Thoughts from Behind the Pressline

Unless cooler heads begin to prevail, I fear our society is well down a path we do not want to be on. At 57 years of age, I don’t consider myself old or a prude, but when I start looking back and thinking about how things have changed over time, I feel somehow like the old curmudgeon warning the youngsters not to play with fire for fear of getting burnt. We find ourselves so frustrated over events and conditions of the day, but we keep playing with fire and then wonder where the burns come from.
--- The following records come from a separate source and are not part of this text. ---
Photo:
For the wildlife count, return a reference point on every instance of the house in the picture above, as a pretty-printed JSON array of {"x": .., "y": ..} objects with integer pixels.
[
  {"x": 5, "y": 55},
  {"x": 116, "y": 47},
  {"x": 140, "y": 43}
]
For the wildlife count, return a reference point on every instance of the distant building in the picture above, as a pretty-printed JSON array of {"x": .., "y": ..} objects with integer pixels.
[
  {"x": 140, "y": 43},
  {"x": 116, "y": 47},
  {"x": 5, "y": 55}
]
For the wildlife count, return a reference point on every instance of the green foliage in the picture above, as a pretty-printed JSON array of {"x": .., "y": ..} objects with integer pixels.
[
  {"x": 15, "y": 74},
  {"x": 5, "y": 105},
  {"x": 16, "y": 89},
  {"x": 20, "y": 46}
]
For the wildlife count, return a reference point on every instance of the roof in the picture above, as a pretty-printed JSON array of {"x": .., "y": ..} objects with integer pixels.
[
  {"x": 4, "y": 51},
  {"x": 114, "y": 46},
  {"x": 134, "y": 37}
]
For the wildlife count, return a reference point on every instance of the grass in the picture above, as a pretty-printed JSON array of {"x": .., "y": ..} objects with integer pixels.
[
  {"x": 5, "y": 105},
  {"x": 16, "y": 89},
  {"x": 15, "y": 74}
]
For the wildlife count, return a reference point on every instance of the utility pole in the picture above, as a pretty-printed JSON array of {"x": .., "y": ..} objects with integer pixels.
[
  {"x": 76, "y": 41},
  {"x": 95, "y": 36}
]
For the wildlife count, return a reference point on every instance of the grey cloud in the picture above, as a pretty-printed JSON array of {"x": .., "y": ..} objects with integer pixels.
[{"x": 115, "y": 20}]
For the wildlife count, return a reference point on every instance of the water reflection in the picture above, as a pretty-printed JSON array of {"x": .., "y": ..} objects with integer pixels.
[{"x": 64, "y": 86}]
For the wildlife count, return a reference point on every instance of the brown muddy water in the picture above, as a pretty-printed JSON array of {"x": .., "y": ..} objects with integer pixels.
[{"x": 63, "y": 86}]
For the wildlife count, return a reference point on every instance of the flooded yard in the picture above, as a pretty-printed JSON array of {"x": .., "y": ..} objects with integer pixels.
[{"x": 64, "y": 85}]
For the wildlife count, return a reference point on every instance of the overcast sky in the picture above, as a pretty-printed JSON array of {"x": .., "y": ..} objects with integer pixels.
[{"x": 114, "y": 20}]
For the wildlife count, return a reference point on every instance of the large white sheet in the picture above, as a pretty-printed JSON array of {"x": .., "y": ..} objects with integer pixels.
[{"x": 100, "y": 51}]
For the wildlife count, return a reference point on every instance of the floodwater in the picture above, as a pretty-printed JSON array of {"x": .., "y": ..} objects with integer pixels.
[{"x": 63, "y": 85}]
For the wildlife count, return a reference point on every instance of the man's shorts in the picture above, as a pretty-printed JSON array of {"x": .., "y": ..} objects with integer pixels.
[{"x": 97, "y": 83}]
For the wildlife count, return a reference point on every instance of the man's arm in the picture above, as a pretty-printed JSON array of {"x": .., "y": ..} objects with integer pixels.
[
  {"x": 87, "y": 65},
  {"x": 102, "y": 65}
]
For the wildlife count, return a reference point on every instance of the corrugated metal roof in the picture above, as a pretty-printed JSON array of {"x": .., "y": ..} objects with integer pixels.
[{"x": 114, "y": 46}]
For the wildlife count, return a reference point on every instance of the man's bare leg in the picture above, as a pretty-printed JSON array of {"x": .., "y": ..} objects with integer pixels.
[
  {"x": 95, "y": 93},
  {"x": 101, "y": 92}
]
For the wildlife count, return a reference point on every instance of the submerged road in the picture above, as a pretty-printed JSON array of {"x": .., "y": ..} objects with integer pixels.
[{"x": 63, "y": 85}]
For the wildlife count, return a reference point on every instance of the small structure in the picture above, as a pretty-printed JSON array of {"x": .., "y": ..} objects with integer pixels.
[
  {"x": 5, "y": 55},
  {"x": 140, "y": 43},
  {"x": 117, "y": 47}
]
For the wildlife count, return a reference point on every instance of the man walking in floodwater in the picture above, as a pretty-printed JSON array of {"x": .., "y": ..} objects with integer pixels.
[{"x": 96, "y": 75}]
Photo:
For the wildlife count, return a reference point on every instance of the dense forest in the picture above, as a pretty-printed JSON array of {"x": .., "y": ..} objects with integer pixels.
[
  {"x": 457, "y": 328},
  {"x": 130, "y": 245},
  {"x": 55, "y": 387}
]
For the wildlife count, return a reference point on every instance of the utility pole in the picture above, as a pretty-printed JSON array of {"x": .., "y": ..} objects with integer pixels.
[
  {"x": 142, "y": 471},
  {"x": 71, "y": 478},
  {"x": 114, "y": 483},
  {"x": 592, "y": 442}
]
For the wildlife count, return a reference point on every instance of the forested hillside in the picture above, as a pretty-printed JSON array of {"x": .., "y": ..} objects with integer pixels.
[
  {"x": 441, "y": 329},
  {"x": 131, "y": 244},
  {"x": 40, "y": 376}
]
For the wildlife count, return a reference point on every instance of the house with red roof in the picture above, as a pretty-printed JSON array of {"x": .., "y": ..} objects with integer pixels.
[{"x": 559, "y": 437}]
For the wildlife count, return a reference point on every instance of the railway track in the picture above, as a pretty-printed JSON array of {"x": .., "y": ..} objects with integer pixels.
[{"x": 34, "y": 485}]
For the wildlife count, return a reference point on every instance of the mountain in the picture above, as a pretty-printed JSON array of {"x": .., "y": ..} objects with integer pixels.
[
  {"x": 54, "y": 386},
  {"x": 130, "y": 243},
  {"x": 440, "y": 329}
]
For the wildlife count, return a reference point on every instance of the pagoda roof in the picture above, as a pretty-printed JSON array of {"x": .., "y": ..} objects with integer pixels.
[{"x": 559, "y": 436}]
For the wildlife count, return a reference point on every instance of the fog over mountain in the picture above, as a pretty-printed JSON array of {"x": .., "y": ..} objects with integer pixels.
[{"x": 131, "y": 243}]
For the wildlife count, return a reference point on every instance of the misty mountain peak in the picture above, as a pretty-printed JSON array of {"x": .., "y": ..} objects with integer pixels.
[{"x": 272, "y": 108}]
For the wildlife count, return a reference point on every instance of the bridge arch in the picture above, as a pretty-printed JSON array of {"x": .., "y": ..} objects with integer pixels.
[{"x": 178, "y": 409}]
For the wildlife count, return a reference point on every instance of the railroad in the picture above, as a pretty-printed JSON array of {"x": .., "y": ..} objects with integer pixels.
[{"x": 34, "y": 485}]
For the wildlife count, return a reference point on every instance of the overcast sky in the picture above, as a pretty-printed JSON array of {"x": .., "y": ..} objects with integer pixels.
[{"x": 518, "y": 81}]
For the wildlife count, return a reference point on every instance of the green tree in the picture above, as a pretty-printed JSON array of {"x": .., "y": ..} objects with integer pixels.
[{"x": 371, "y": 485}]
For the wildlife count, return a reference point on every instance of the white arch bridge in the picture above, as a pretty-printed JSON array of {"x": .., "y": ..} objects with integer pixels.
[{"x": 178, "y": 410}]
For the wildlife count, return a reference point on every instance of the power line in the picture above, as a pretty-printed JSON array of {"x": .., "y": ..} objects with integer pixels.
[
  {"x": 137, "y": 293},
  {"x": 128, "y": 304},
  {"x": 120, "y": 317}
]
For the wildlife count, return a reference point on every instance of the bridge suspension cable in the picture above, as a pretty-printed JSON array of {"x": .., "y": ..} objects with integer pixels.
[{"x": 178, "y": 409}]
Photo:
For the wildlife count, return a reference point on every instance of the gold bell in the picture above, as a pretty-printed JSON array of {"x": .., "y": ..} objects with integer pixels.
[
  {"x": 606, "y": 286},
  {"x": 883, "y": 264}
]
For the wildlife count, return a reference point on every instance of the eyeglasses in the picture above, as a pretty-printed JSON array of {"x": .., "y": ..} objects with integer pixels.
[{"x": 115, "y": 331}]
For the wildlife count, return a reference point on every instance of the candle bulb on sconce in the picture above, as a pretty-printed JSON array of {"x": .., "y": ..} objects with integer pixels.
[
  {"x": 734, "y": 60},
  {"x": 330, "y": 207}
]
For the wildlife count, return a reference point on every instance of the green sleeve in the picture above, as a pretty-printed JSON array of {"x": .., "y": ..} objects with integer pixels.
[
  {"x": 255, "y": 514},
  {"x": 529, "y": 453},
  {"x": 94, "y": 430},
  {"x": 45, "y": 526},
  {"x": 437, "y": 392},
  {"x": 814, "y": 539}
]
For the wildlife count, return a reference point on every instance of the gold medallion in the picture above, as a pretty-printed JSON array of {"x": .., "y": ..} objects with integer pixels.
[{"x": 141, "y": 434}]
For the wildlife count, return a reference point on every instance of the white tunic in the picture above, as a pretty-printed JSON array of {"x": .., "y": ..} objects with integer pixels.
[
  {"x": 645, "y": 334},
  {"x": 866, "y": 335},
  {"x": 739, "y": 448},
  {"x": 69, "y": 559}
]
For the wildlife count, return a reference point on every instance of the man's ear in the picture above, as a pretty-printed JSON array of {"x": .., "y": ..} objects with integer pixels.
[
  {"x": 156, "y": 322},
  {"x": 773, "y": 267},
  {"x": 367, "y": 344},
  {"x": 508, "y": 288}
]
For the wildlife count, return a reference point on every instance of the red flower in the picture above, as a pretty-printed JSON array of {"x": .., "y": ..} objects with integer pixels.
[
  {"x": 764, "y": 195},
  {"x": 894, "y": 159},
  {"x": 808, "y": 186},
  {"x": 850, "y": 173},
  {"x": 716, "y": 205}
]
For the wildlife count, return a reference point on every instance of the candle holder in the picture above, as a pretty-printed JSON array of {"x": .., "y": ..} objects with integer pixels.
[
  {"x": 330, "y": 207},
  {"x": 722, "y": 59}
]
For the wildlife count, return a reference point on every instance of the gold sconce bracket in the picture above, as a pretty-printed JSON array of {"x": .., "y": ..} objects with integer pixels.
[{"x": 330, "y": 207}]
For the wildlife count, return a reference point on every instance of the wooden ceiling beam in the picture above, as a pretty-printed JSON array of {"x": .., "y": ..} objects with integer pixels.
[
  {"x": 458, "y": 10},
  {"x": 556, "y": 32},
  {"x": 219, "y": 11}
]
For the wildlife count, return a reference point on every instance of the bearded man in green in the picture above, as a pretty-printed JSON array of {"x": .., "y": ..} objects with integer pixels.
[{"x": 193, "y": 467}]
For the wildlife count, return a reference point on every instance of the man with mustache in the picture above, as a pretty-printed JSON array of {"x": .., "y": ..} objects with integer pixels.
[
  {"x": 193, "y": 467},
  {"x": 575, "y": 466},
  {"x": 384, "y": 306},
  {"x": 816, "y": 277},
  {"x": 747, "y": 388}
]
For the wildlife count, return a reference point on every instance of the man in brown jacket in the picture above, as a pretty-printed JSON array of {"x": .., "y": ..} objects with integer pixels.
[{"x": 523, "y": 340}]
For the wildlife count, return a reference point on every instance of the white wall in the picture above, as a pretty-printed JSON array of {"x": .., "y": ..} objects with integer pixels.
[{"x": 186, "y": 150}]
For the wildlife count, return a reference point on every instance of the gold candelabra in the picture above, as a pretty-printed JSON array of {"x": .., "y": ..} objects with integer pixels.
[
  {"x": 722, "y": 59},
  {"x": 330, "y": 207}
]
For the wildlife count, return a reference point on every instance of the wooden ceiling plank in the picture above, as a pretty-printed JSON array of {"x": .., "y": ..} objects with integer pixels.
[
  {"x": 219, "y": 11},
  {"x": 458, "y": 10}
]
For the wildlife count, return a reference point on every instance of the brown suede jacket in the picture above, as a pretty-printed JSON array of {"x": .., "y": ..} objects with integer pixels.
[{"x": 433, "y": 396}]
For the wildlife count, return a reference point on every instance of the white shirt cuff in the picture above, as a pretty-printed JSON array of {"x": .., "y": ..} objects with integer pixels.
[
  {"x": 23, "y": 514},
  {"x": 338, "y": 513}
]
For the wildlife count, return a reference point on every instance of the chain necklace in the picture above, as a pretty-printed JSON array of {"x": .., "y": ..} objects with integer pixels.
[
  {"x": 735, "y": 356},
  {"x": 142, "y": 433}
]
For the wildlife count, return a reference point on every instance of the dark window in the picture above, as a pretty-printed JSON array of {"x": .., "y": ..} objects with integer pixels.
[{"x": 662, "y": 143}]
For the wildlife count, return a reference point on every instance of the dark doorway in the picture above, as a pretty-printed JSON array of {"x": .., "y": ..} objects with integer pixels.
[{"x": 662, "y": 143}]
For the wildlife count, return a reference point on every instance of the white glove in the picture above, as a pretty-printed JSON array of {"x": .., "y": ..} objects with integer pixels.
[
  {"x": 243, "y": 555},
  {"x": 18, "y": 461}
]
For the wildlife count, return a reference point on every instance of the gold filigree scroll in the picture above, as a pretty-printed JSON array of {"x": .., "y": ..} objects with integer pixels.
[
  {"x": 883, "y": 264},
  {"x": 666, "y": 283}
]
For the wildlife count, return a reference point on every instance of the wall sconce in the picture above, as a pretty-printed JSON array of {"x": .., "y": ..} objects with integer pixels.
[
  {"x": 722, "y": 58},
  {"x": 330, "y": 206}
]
As I look back, I can see how attitudes are changed by the information we are fed. We seem bent on stretching for the outrageous and gravitating to who can deliver the greatest shock value. In retrospect, when you compare the information we were exposed to in the old days, with TV shows like “Leave it to Beaver” and “Ozzie and Harriet” or a movie like “Mr. Smith Goes to Washington,” we could laugh and reinforce valuable life lessons.

Compared to what we digest today as entertainment and acceptable society behavior, Real Housewives of (name your city here), sexual innuendo-filled comedies beginning at 8 p.m. in what use to be considered the family hour, Mature Rated Video Games for their extreme violence, or gruesome, violent packed movies that continue to portray a realism through special effects, is it any wonder why we are frustrated when real life starts to replicate the thing we gravitate to for entertainment? When our elected leaders, sports heroes, movie/television stars act this way and we glorify the extreme and outrageous in society, how can we expect to see a future filled with anything but what we digest when we are entertaining ourselves?

In years gone by, we had censors controlling the information we received and we all railed against censorship in favor of freedom of expression. I’m not suggesting we return to those days, but we must begin to realize that we are becoming a product of our own creation.

We need to reacquire our moral and social compass in order to put ourselves and our world back on a less destructive course and once again find the peaceful satisfaction with the world we all share.